Monday, February 7, 2011

NHL Rule 48.1: No bumps to the noggin. Sort of.

The games: Vancouver Canucks vs. Ottawa Senators. Edmonton vs. Nashville. Chicago vs. Calgary.

Why I chose them: Jordan Eberle and Shawn Horcoff are back. The Oilers just shut out the Predators. The Vancouver vs. Ottawa game is in high-def, a rarity on Center Ice.

Back to the future: With concussions and head hits in the news these days, I thought this would be a good time to refresh on the newest addition to the NHL Rulebook.

The rule: NHL 2010 - 2011 Rulebook. Rule 48, Illegal Check to the Head.

What it is: 48.1, Illegal Check to the Head. A lateral or blind side hit to an opponent where the head is targeted and/or the principal point of contact is not permitted.

What they do about it: No minor penalty provision. They go directly to a major penalty and an automatic game misconduct. The Referee, at his discretion, may also apply a match penalty if in his judgment, the player attempted to or deliberately injured his opponent with an illegal check to the head. any player who incurs a total of two game misconducts under this rule, in regular or Playoff games, shall be suspended automatically for the next game his team plays. For each subsequent game misconduct penalty the automatic suspension shall be increased by one game. If deemed appropriate, supplementary discipline can be applied by the Commissioner at his discretion.

Aha. I see what's wrong with this rule: The punishment doesn't fit the crime. I mean, really, what's a few game misconducts and a suspension going to do to the offender, except piss him off a little? In the end if you bump a guy's noggin, eventually you come back. Trouble is, the guy you whacked usually doesn't, because he can't.

That is why I say let's give this a try: If you wonk a dude's noggin hard enough to take him out for the season or longer, then you are suspended for the same amount of time it takes to him to fully recover and return to the game. And if he has to retire because of your antics, then guess what? Better brush up that golf game, 'cause in my book you'd be toast.

Come on now, Sam, that's a little harsh now isn't it?: Nope. Head hits are a cheap, cowardly and easy way out of a hard situation. You want to beat a top 10 team or a player like Sidney Crosby in a huge game during the stretch run or playoffs? Play a better, faster, smarter game. If you are good enough to get into a top line in the NHL, then you are good and smart enough to find a better way than blind side/open ice hits to the head. Period. End of rant.

The Sidney Crosby factor: Is the League paying more attention just because it's him? Maybe, but think about it this way: it's just another way he's changing the game. Concussions have ruined players' careers and lives when they were still in their prime. The most exciting thing about players like Malkin and Crosby is that the best is yet to come, provided they recover properly and fully from their injuries. To miss out on what they will contribute to the sport in the next 10 to 15 years would be truly unfortunate and tragic.

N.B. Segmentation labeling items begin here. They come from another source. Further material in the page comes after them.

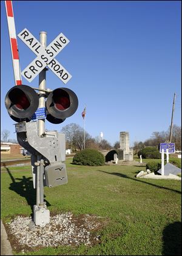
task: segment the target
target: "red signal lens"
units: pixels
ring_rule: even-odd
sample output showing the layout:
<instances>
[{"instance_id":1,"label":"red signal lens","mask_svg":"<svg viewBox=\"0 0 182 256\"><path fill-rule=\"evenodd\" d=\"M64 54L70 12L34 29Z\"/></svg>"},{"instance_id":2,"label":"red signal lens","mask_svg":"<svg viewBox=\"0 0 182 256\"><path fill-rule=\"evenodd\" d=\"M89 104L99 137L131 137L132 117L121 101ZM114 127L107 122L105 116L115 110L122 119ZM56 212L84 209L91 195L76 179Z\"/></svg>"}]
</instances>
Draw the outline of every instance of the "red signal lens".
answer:
<instances>
[{"instance_id":1,"label":"red signal lens","mask_svg":"<svg viewBox=\"0 0 182 256\"><path fill-rule=\"evenodd\" d=\"M12 90L9 94L9 98L12 104L15 105L19 109L25 110L30 105L25 94L21 90Z\"/></svg>"}]
</instances>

Yeah, Sam, but lots of players got hit in the head and they went right on playing: Right you are. Eric Lindros carried right on, and we all know what happened to him, don't we?

Morals of the story:

1) The punishment needs to fit the crime, and it needs to apply to every player, every time. It works for disciplining little children, it should work for the NHL.

2) Smart players should find a smarter way to deal with their opponents. Like, ya' know, the kind of goals that Jordan Eberle scored in his first NHL goal. Or Derek Stepan's hat trick in his NHL debut. Cool, smart stuff like that.

3) Like life, when you're seriously injured in hockey, it's always better to take the long view. Coming back for a batch of playoff games may seem noble and necessary at the time, but if it means not ever playing to your potential again or missing part of the next season, it's not worth it.